As for the “no evidence that having more guns reduces crime” comment, that’s also been addressed as there’s zero proof that firearms availability has an effect on firearms crime either.
Yet, Hemenway says that some in the media have continued to treat such assertions as legitimate points of debate. That leaves the public thinking, “Okay, so there’s disagreement on this,” he says. It occurred to Hemenway that this was a familiar problem, so he set about surveying a wide range of experts on guns—modeling his project after a game-changing 2010 study on climate change, which found that 97 percent of researchers believe that humans are responsible for global warming. Hemenway’s team at Harvard went through about 1,200 articles on firearms published since 2011 in peer-reviewed journals focused on public health, public policy, sociology, and criminology. In May 2014, Hemenway began sending monthly surveys to the authors of these articles—upwards of 300 people—with questions concerning firearm use, background checks, and other gun policies. The Harvard team has completed nine surveys so far, with about 100 researchers responding to each: They show that a clear majority of experts do not buy the NRA’s arguments.

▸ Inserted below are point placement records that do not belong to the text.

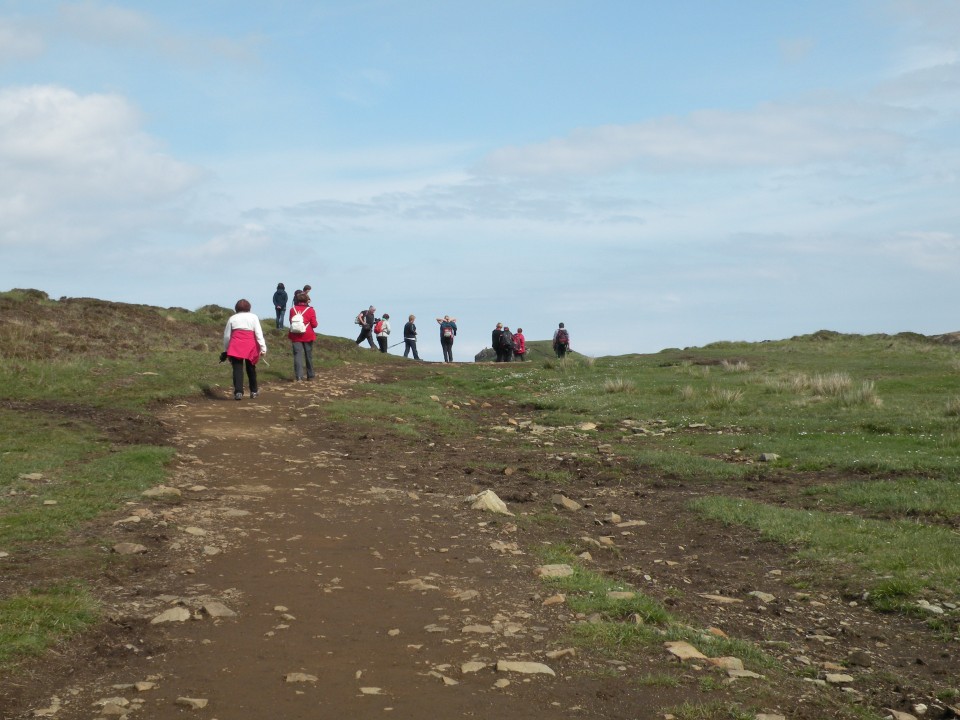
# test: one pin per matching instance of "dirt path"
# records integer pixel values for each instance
(376, 595)
(354, 582)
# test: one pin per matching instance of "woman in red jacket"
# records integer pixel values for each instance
(520, 345)
(302, 342)
(243, 343)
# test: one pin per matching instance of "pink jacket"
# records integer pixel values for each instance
(309, 318)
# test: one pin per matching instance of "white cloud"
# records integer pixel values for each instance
(773, 135)
(74, 166)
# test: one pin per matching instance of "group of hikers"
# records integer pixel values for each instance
(244, 342)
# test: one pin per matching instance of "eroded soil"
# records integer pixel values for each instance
(362, 582)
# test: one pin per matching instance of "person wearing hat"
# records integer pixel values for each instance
(280, 304)
(410, 338)
(366, 319)
(382, 329)
(448, 331)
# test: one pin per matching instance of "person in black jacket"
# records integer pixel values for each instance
(410, 338)
(495, 341)
(280, 304)
(368, 317)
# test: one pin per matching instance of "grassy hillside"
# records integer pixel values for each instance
(845, 449)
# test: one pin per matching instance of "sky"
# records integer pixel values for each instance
(653, 174)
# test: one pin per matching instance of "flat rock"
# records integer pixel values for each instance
(552, 571)
(218, 609)
(490, 502)
(177, 614)
(192, 703)
(684, 650)
(525, 668)
(161, 491)
(562, 501)
(129, 548)
(299, 677)
(838, 678)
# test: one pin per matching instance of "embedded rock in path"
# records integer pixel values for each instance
(684, 650)
(192, 703)
(129, 549)
(488, 500)
(525, 668)
(566, 503)
(161, 491)
(218, 609)
(300, 677)
(177, 614)
(552, 571)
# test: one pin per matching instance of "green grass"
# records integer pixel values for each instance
(31, 623)
(914, 556)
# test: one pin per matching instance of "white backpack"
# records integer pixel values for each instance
(297, 324)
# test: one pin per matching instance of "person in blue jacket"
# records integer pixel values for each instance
(448, 331)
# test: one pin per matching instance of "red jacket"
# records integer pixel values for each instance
(519, 343)
(309, 319)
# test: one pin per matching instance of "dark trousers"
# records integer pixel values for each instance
(366, 334)
(238, 364)
(302, 360)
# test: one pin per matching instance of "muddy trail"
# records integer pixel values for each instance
(300, 569)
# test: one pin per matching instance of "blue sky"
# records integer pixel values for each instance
(653, 174)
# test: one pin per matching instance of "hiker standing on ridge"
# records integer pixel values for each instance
(561, 341)
(495, 338)
(448, 331)
(506, 344)
(366, 320)
(243, 343)
(280, 304)
(410, 338)
(519, 345)
(303, 318)
(382, 330)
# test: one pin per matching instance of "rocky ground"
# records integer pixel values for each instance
(297, 569)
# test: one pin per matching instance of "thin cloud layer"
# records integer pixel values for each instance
(72, 162)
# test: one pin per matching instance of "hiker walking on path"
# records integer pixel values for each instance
(366, 320)
(519, 345)
(243, 343)
(303, 318)
(382, 330)
(506, 344)
(495, 341)
(561, 341)
(448, 331)
(410, 338)
(280, 304)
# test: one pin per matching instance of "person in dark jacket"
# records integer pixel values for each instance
(495, 340)
(448, 331)
(280, 304)
(506, 344)
(367, 320)
(410, 338)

So let’s cut to the chase, let’s look at the information itself:
Expert firearms researchers were defined as those individuals that 1) publish in peer-reviewed journals and 2) publish specifically about firearms in the public health, public policy, sociology, or criminology literature. Expert researchers were defined as first authors on at least 1 peer-reviewed journal article from 2011 to the present (February 2014). It was felt that including all authors would overweight the public health/medicine area of research since articles there tend to have more authors.
If you can spot the selection bias already, give yourself a pat on the back.
Let’s dig further and look at the first survey dataset and see who responded:
Emails sent: 287
Emails opened: 194
Surveys started: 158
Surveys completed: 150
Interesting. So out of this highly cherry picked group, just over half responded. What did they have to say about the first question?
Q1: “In the United States, having a gun in the home increases the risk of suicide”
Strongly disagree 3%
Neither Agree or Disagree 8%
Strongly Agree 58%
Looks like these people never read the research coming out of Australia showing that firearms availability has little effect on overall suicide rates. Of course I’m not the only one to mention that other countries with much harsher gun control can have higher overall rates of suicide as well.
But what really takes the case of this opinion poll is this:
Q3: Rate your level of familiarity with the literature on this topic
Not knowledgeable 7%
Slightly knowledgeable 13%
Very knowledgeable 28%
Yeah, no possibility for confirmation bias or Dunning-Kruger here. No possible selection bias. No one invested in firearms research or policy. No breakdown of disciplines past vague generic
Public health/medicine 48%
Public Policy 5%
Which lumps in psychiatrists with cardiac surgeons like noted shill antigun hack Arthur Kellerman.
The rest of the surveys are just as worthless.
The entire exercise is an Appeal to Authority writ large, with healthy amounts of the previously noted fallacies thrown in for good measure. Of course, since there’s no benchmark or standard behind who is viewed as an expert, simply that they were “peer reviewed” at some point, we can dismiss this as junk science like most antigun agitprop.